With regards to writing at least as an art in particular with which I am well acquainted, I do feel that it can fill a crucial need. Oh it’s not a “real” need in that you’ll die or suffer eternally without it but it is “real” enough that people are driven to fulfill it and feel a very real emptiness when lacking a means to fill that need.
For the most prolific writers most likely it is the need to be understood. Each written word is a struggle to try and project one’s consciousness to the world so that others might well if not appreciate it at least acknowledge it. The need to know that there are those who will say, “this was a unique individual who lived”, not some shadow who simply persists. The deeper that need the more likely you are to express yourself in art and the more frequently you will go about in doing it.

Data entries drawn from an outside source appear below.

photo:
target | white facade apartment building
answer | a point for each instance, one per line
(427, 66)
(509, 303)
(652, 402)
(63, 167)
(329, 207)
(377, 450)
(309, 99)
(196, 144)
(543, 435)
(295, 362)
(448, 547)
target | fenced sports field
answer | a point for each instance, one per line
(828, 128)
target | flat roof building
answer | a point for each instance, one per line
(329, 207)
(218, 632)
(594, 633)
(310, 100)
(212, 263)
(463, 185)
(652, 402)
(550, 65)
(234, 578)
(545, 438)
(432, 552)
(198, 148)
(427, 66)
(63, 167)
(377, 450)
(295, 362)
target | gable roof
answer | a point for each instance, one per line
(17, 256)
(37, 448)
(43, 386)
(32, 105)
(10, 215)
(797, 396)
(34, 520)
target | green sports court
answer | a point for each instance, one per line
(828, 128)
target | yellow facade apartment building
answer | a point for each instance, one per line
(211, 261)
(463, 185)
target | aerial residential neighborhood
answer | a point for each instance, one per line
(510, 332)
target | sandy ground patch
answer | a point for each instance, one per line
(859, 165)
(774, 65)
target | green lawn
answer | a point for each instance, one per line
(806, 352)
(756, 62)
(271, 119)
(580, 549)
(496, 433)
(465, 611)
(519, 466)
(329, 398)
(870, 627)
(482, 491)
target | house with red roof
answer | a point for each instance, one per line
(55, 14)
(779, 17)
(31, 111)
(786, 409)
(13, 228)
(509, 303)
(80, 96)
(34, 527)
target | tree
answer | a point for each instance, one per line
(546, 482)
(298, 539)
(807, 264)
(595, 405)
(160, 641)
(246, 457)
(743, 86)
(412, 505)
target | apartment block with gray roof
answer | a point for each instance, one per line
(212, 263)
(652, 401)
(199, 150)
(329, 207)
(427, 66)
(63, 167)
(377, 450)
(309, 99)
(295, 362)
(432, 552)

To say that there is no such thing as people who feel compelled to write disregards the degree to which one’s state of mind can effect their behavior. Even without knowing what it is, many a person just knows instinctively that there is something lacking in them that they realize their expression of art helps alleviate. To resist this compulsion can be painful and distressing. No it won’t kill you, but let us not pretend that mere pain leading to death is the only kind of suffering we ought acknowledge. It does not take a genius to realize that a single word spoken at the wrong time in the wrong place can destroy someone as surely a rocket or a bullet. If there is a difference it lies in only that there is time and surety of possibility to recover from pain of the latter sort whereas recovery from physical injury is not so certain a thing and death has no do-overs. A single word can shatter your consciousness and make you feel a pain in an instance that seems like an eternity, but then it always passes and you’re still you only hopefully a little wiser and you can heal.

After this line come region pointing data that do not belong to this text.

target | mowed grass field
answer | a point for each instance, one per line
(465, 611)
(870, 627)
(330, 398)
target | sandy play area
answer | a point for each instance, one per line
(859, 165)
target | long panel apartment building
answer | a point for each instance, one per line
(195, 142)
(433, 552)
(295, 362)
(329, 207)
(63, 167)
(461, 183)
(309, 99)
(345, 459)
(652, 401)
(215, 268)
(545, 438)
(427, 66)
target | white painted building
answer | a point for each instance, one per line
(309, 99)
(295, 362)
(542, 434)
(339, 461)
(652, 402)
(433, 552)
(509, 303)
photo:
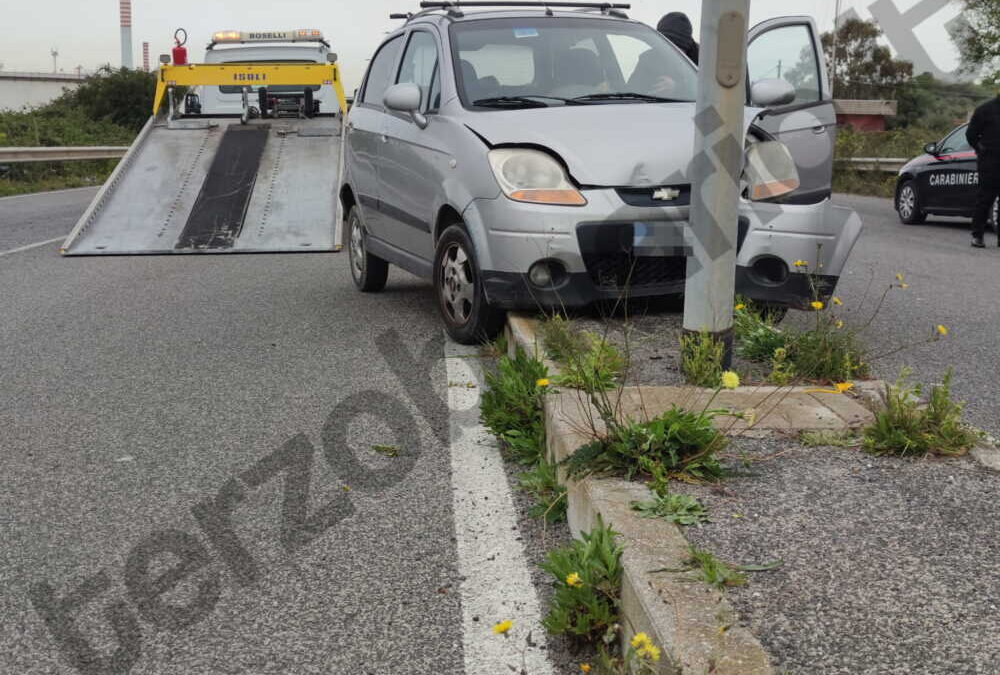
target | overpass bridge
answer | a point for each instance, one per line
(18, 90)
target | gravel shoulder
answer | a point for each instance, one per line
(890, 565)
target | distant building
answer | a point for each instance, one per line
(864, 115)
(19, 90)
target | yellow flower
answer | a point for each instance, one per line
(502, 627)
(652, 651)
(640, 640)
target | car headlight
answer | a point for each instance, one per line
(769, 170)
(533, 176)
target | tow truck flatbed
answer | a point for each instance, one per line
(220, 184)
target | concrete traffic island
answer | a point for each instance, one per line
(693, 622)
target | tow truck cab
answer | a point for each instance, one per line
(242, 47)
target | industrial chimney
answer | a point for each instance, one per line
(125, 15)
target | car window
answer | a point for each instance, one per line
(955, 142)
(567, 58)
(787, 53)
(419, 65)
(380, 72)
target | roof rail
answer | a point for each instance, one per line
(454, 7)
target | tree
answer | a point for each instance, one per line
(979, 39)
(862, 68)
(120, 96)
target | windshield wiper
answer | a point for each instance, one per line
(527, 100)
(626, 96)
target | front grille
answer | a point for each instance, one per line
(623, 270)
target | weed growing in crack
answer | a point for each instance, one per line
(907, 427)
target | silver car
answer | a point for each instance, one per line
(538, 158)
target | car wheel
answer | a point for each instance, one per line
(908, 204)
(369, 271)
(468, 317)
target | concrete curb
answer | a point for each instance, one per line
(693, 623)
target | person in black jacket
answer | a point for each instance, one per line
(676, 27)
(983, 134)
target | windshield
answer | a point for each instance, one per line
(542, 61)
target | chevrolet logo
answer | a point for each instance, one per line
(666, 194)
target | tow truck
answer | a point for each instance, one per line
(245, 163)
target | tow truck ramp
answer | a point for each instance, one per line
(216, 185)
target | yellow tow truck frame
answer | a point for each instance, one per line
(250, 76)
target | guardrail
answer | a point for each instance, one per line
(888, 164)
(18, 155)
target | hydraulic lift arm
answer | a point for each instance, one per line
(249, 75)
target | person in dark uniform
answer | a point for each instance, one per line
(983, 134)
(676, 27)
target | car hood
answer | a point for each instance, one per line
(604, 145)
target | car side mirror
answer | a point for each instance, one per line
(770, 92)
(405, 97)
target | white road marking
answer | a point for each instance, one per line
(21, 249)
(497, 583)
(50, 192)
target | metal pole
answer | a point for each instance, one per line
(715, 171)
(125, 19)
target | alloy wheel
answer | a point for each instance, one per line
(457, 284)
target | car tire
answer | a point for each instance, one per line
(458, 283)
(368, 270)
(908, 204)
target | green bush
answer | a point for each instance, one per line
(588, 361)
(542, 483)
(587, 581)
(511, 407)
(757, 338)
(701, 359)
(678, 441)
(908, 428)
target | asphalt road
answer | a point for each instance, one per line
(950, 283)
(139, 391)
(163, 413)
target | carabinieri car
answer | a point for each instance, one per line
(539, 157)
(943, 181)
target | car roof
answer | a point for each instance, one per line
(439, 16)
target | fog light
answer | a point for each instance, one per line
(547, 274)
(769, 270)
(539, 274)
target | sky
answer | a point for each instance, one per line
(86, 32)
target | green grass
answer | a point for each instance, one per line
(906, 427)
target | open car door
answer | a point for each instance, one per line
(789, 48)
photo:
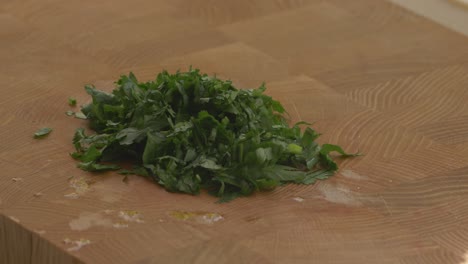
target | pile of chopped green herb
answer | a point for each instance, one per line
(189, 131)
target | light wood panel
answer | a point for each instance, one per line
(373, 76)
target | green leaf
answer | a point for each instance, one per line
(42, 132)
(188, 131)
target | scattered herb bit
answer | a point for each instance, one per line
(71, 101)
(188, 131)
(80, 115)
(42, 132)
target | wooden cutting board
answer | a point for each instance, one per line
(372, 76)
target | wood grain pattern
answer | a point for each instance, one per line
(371, 75)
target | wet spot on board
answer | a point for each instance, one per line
(14, 219)
(298, 199)
(40, 232)
(131, 216)
(120, 225)
(87, 220)
(352, 175)
(76, 244)
(197, 217)
(337, 194)
(80, 185)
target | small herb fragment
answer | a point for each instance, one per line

If we acknowledge that pain need not be primarily about the concrete and that insubstantially sourced pain can be as much a detriment to a person as the other, then we should rationally acknowledge that fear of the persistence of insubstantial pain can be as much of a motivator as fear of the persistence of concrete pain. The obvious analog is torture. A person who has a painful emotional deficiency feels a seemingly endless pain and would do anything to alleviate that deficiency, just as a person being tortured beyond a point would feel a compulsion do whatever possible to cause that pain to stop.
And that’s the way for some writers. We don’t choose to write because we want to, nor because we hope to achieve greatness. We do it because we have to, pure and simple. For our sanity and persistence and to escape to continuation of pain, uncertainty, fear, and despair, we write. There is no choice.